Ama bu görevin farzı ayn değil farzı kifâye olduğu beyan edilmiş
ve bir cemaatin bu vazifeyi yapması hâlinde o cemaatin
diğer fertlerinin boynundan mesuliyetin kalktığı da açıklanmıştır.
Çünkü Allâhü Te‘âlâ, âyette: ‘hepiniz iyiliği emrediciler
olunuz’ dememiştir. ‘İçinizden bir topluluk insanları hayra
çağırsın’ demiştir. O halde bir fert veya bir cemaat bu vazifeyi
yerine getirirse, cemiyetin diğer fertlerinden sorumluluk düşer.
Allâhü Te‘âlâ, ‘kurtuluş’u, bu vazifeyi bilfiil yapanlara tahsis etmiştir.
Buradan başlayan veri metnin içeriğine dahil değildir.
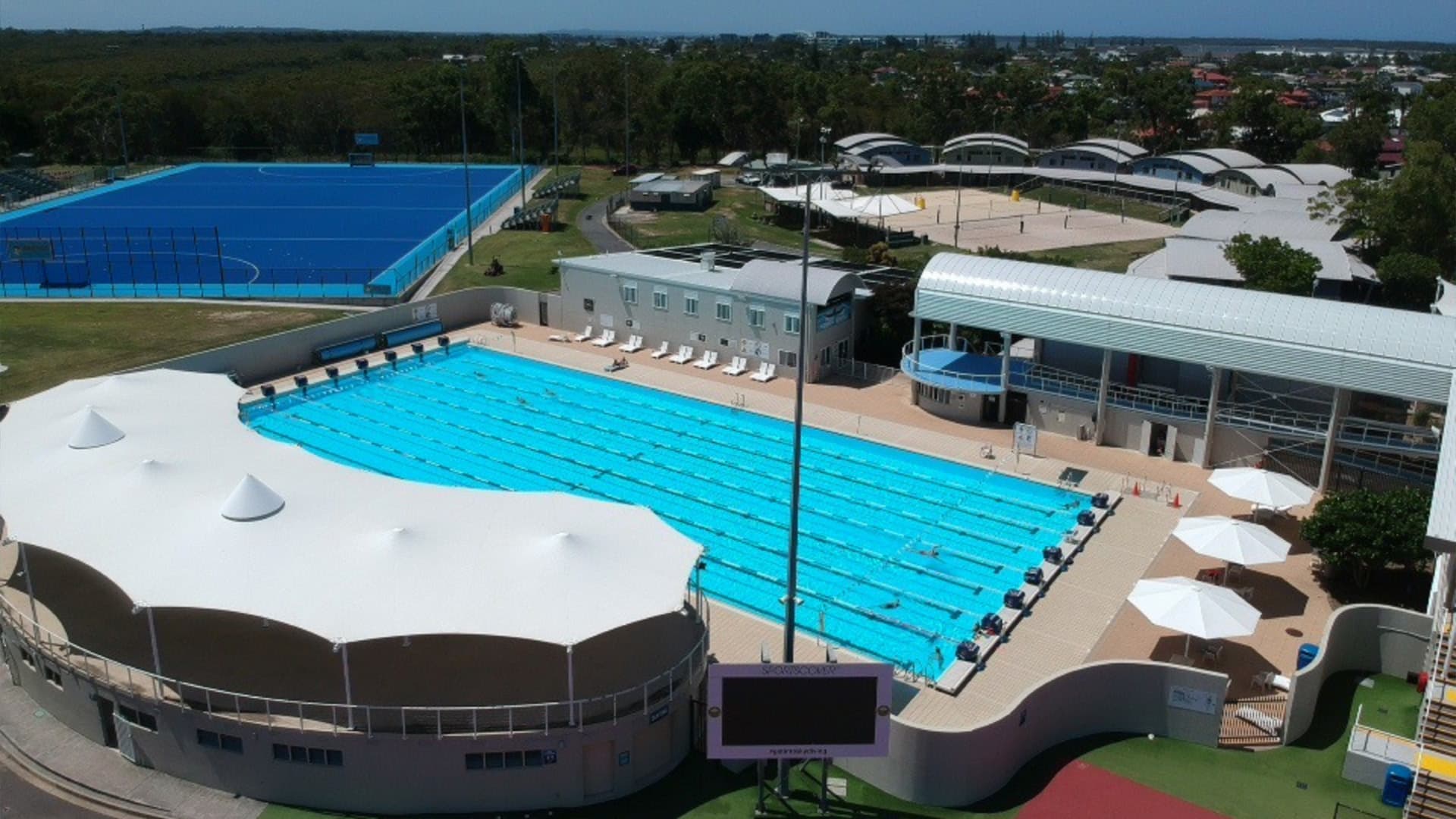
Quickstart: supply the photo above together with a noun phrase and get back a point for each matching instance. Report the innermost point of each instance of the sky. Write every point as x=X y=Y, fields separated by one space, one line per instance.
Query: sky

O halde eğer bütün halk, bu vazifeyi yapmayıp ihmal
ederse, gelen tehlike bütün cemiyeti kasıp kavuracaktır. Eğer
bir de imkânı olup da bu vazifeyi ihmâl edenler, şeksiz ve şüphesiz
gelecek olan felâkete mâruz kalacaklardır.
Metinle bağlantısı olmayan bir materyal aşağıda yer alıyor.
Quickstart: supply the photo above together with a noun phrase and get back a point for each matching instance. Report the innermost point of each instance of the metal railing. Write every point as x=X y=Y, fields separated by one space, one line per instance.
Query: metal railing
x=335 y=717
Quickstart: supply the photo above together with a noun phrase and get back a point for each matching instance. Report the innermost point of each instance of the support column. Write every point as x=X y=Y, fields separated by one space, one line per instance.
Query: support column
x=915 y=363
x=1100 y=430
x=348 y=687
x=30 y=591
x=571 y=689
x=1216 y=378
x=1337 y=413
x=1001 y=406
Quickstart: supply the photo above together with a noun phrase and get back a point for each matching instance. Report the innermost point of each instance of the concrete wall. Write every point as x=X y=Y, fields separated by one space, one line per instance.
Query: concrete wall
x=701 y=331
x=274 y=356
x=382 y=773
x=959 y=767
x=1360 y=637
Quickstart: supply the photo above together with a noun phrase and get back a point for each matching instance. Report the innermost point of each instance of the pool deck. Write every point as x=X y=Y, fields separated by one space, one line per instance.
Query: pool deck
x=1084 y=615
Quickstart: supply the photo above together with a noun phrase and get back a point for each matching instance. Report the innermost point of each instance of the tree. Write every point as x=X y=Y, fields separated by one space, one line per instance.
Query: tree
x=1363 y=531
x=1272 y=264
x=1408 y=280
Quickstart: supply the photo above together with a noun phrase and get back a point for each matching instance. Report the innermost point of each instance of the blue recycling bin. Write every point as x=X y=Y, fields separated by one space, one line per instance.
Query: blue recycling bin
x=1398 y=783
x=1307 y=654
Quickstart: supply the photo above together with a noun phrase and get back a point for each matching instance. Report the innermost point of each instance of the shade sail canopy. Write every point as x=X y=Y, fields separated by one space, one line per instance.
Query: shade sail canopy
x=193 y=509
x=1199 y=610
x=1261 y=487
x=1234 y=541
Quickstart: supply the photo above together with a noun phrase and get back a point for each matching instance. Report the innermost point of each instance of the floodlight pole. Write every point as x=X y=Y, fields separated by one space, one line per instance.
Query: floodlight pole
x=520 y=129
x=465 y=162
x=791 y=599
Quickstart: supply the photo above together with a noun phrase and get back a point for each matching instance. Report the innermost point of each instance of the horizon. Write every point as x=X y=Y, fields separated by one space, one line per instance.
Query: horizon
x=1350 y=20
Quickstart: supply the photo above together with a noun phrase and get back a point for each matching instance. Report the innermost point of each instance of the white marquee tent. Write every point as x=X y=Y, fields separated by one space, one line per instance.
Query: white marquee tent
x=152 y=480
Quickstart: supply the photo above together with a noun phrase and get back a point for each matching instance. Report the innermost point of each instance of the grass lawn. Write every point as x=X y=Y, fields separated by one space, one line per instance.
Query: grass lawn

Hadîs-i şerîfte Resûllulah (s.a.v.) şöyle buyurmaktadırlar:
“Ey insanlar! İyiliği emretmeden, günah ve kötü işleri yasaklamadan,
Allâh (c.c.)’tan bir istekte bulunmak için ona
duâ ederseniz, Hakk Te‘âlâ sizlere icabet etmez. Tevbe ve
istiğfarda bulunduğunuzda da Allâh’ın af ve mağfiretine
kavuşamazsınız. İyiliği buyurmak, kötülüğü yasaklamak
rızkınızı uzaklaştırmaz, ecelinizi de yaklaştırmaz. Yahudilerin
bilginleri, Hıristiyanların da papazları iyiliği emretmeyip
kötülüğü de men etmediklerinden, Hakk Te‘âlâ bu kavimlere
gönderdiği kendi peygamberlerinin dili ile onlara
lanetini sunmuş, sonra hepsi belâya uğramışlardır”.